Washingtonians overwhelming rejected a proposed carbon tax via Initiative 1631 during Tuesday’s election – by a 56-44 percent margin.
Despite numerous failed efforts to enact a carbon price scheme twice by voter initiative, by Governor Jay Inslee through executive orders and by the state legislature during this year’s session, the issue may not yet be settled. The makeup of the legislature for the 2019 session could determine whether resurrected carbon tax bills or new proposals will receive the necessary support.
In a statement, NO on 1631 Spokesperson Dana Bieber called the outcome “a clear victory for working families, consumers, small businesses and family farmers across our state – as well as for our environment. Washington voters have soundly defeated this costly, unfair and ineffective energy tax.”
However, Washington Policy Center Environmental Director Todd Myers told Lens the wide defeat margin puts state lawmakers who favor a carbon tax bill in a bind.
“It’s a pretty clear indication that people don’t want a carbon tax, revenue neutral or not,” he said. “If it (loss margin) gets worse, then it really becomes a hard sell for freshman legislators to say ‘My district just voted this down, but I’m going to vote for it’.”
He added that if the legislature did manage to pass a carbon tax, it would trigger either a referendum or voter initiative. “Then they get to fight this all again next year. There may be legislators who vote for new renewable (energy) requirements and call it good. Whether they can get a majority for that and a new carbon tax, we’ll see. I think that’s a hard sell.”
If passed, the initiative would have imposed a $15 per ton tax on certain emitters and created an oversight board composed primarily of governor-appointees to manage how the revenue would be spent. The initiative was backed by the environmental community, but opposed by private labor unions, truckers, several public utility districts and the Association of Washington Business.
University of Washington Professor of Atmospheric Sciences Cliff Mass wrote in a blog post prior to the Tuesday vote that if the initiative failed, the “Yes on 1631/Alliance group will bear a very heavy responsibility,” including the “waste of nearly 50 million dollars for the two campaigns (I-1631 and I-732). If it fails, perhaps a message will finally be clearly delivered: only a rational, bipartisan approach has a chance of moving forward.”
It’s an approach Bieber says some members of No on I-1631 favor. “Many members of our coalition have worked and will continue with the legislature to address climate change. That was one of the reasons we needed to defeat I-1631,” because it would have “blocked the path to a meaningful environmental policy.”
Carbon Washington Executive Director Kyle Murphy wrote in a statement that “opponents argued a better proposal was needed. The opponents must now stand by their word in calling for a better proposal. We invite supporters and opponents of 1631 to join us in working on proposals that reduce carbon and promise a prosperous, healthy future.”

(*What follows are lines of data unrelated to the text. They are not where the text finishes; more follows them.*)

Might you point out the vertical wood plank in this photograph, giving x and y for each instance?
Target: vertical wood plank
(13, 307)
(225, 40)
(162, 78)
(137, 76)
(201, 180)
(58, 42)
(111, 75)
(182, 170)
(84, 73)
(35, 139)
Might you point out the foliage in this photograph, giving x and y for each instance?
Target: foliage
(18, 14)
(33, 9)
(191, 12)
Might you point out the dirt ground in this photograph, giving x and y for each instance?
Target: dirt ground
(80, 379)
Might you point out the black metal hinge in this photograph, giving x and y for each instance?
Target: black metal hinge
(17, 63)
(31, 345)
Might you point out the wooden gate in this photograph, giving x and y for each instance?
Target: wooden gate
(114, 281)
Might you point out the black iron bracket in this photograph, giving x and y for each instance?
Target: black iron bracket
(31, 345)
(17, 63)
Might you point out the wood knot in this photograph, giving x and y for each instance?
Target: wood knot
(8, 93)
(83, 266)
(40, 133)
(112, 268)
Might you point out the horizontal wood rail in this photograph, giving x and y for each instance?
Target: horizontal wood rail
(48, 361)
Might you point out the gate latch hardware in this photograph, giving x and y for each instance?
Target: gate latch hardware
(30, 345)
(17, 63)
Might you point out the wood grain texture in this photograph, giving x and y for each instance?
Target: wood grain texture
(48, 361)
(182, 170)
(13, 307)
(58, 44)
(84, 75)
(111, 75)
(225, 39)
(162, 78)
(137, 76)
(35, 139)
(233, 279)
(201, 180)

The idea for carbon pricing got a big push when in 2015 Inslee ordered the state Department of Ecology to create a carbon cap rule. However, the rule approved by Ecology was later struck down in court as unconstitutional. In 2016, a coalition proposed a revenue-neutral carbon tax via I-732, which was rejected by voters, 59-47 percent.
During the 2015 and 2017 session, Inslee proposed legislation creating a carbon tax, but it failed to clear the House chamber. In this year’s session, SB 6203 introduced at Inslee’s behest managed to clear key committees but failed to receive a vote by the Senate.
Aside from criticism of how the money would be managed and spent, the vote may have also reflected growing tax fatigue among Washingtonians who voted by a similar margin to ban local income taxes on certain foods and drinks via Initiative 1634. All but two counties, King and Jefferson, voted against it. In an advisory vote on SB 6269, Washingtonians voted to repeal the legislation, which levies a tax on oil and petroleum products received through a pipeline.
Washington Trucking Associations Executive Vice President Sheri Call described the vote outcome on I-1631 as a “moment of jubilation for sure for the trucking industry. In my mind, speaking of regressive taxes in the state of Washington, it’s a very regressive tax.”
Call says she expects new proposals to pop up during next year’s session. “That’s the work we’ll have cut out for us to try and inform legislators what we foresee happening: increased costs of shipping. It’s just going to get passed down along the line to consumer. Hopefully they’ll be sensitive to that. It impacts everything you buy.”
She added: “We’re on the cusp of a lot of innovation for power tools for the industry, so to speak. If we can allow that to play out and incentive the industry to look to alternatives, that’s a better scenario than being stuck with carbon tax that doesn’t nothing for us.”